Whether or not the cause is genetic, when viewed through the lens of this less known form of mitochondrial dysfunction, results like the Stanford study are not as confusing as they might seem. It also gives us a plausible hypothesis for the widespread HPA axis dysfunction and small fiber neuropathy that underlies the orthostatic effects of CFS. Due to evolutionary sympathetic bias, the parasympathetic nervous system is much more metabolically fragile and more vulnerable to oxidative stress. Whether the problem is the massive overproduction of ROS, or problems cleaning up ROS like you see in certain complex molecule diseases, as soon as ROS overwhelm the bodies ability to clean them out, oxidative stress takes place, leading to a vicious cycle of parasympathetic damage, which then increases sympathetic drive, which increases metabolism, which further increases ROS. Again, I’m not a scientist, but it seems like this mechanism could explain Jared Youngers findings of cerebral hypoxia leading to inflammation without involving the immune system at all.
Another mechanism that drives this sort of metabolic feedback loop is hypocapnia, (too little carbon dioxide in the blood). Hypocapnia can be a downstream effect of orthostatic issues or an effect of mitochondrial dysfunction directly and of course there are other causes. CFS patients have been found to be hypocapnic. The way I understand it, hypocapnia upregulates calcium flux in the heart, which then drives the heart harder than it should which places increased demand for ATP, thus depleting ATP faster, and when the heart can’t keep up with it’s energy demand on a cellular level the relaxation phase of the heartbeat is affected first, (which interestingly requires more ATP than contracting) leading to increased pressure in the pulmonary loop, which changes the ability of the lungs to exchange waste gasses because oxygen binds too tightly at increased pulmonary pressures, which then leads to more hypocapnia, more calcium channel up regulation, and more ATP depletion.

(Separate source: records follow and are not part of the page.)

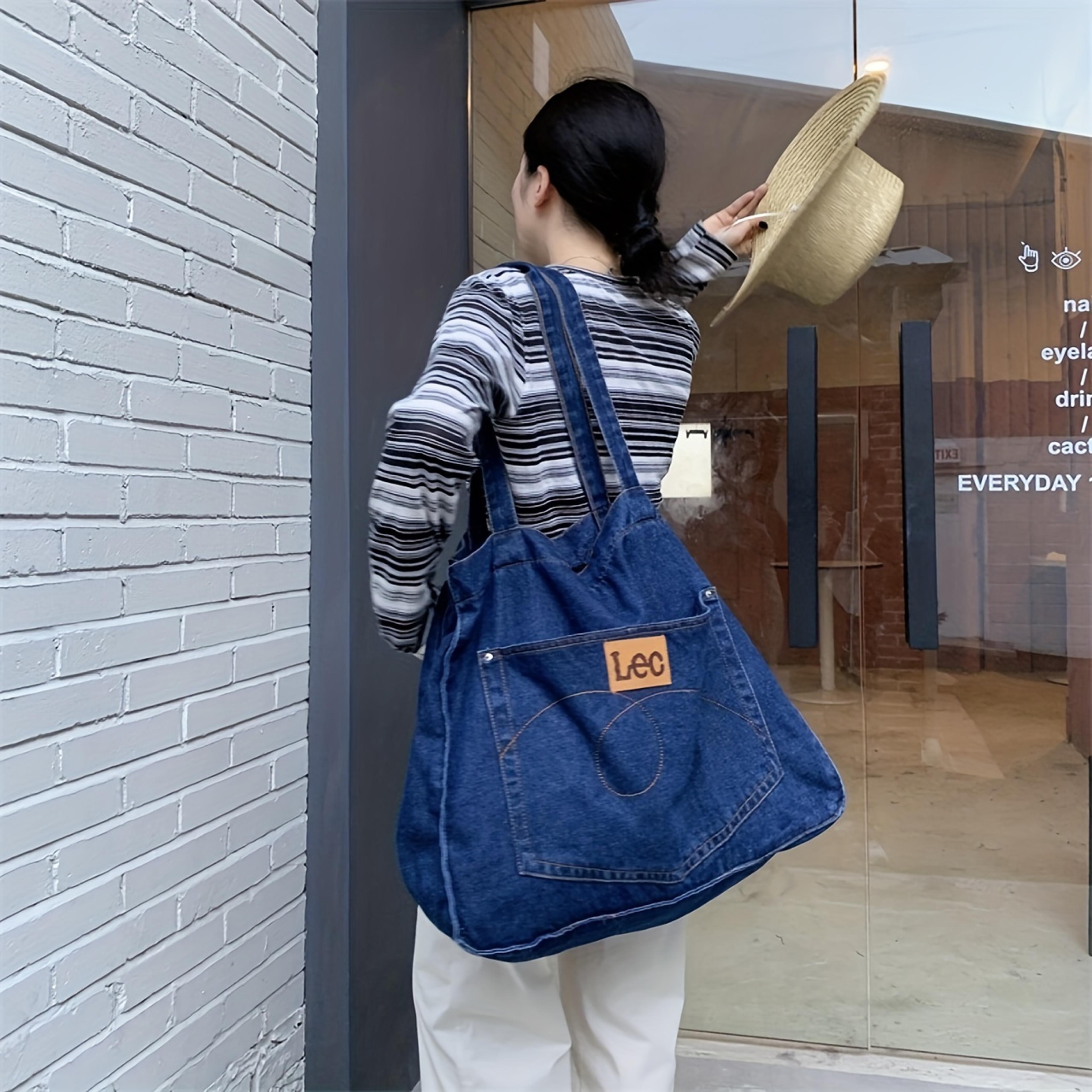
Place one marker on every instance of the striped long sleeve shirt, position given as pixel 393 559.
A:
pixel 490 357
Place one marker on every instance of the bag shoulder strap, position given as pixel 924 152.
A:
pixel 580 382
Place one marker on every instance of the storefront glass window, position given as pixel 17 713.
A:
pixel 947 913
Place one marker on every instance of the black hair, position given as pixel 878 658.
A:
pixel 604 147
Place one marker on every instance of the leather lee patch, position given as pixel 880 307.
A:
pixel 638 663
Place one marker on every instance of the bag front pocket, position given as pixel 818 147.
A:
pixel 627 755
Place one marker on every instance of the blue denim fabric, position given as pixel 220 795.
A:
pixel 543 810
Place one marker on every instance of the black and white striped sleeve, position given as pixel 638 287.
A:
pixel 700 258
pixel 474 367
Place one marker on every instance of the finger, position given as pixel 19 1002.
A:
pixel 740 205
pixel 757 200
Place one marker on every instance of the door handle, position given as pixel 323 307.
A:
pixel 919 490
pixel 803 489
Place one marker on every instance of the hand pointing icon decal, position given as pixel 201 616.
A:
pixel 1029 259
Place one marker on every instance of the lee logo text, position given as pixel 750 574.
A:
pixel 638 663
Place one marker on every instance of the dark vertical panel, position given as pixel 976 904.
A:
pixel 327 959
pixel 803 429
pixel 392 241
pixel 409 247
pixel 919 494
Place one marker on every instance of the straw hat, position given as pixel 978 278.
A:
pixel 830 208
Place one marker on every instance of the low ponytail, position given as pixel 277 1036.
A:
pixel 604 147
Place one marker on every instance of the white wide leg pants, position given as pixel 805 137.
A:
pixel 600 1018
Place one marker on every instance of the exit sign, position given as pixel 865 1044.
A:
pixel 946 454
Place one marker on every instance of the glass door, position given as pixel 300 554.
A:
pixel 947 912
pixel 977 776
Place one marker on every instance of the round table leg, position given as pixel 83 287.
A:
pixel 828 695
pixel 827 629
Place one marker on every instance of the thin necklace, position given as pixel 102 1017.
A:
pixel 588 258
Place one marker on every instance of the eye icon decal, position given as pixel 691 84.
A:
pixel 1067 259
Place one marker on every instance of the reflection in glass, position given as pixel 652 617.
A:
pixel 947 912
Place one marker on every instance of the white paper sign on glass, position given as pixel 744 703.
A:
pixel 692 470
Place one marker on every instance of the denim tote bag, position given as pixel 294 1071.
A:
pixel 600 748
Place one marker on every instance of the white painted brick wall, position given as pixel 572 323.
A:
pixel 157 212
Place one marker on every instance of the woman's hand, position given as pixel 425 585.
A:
pixel 722 225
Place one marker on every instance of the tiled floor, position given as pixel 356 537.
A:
pixel 946 913
pixel 708 1066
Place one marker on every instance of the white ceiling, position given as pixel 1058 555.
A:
pixel 1026 63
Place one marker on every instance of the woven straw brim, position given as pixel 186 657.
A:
pixel 837 206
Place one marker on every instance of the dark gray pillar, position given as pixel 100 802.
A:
pixel 392 242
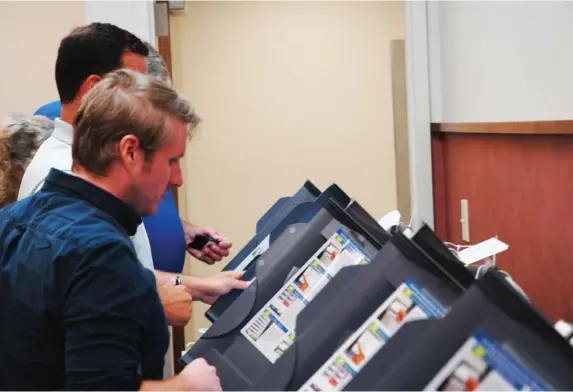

It’s a vicious circle that is now thought to be a driver of heart failure.
I just wonder if researchers are considering these mechanisms in addition to some of the more exotic immune hypothesis. I’m sure better minds than mine have already considered this, I just don’t see it being considered so it makes me wonder.
Minor typo – you have “Kressler” instead of Kresser, at the end there.
But a really great write up, bringing all this information together. I’ve not been following developments for a couple years, so it’s interesting to see the research having advanced a little, overlapping and producing repeatable diagnostic results and bits and pieces that tally with my own personal testing. Exosomes sound interesting!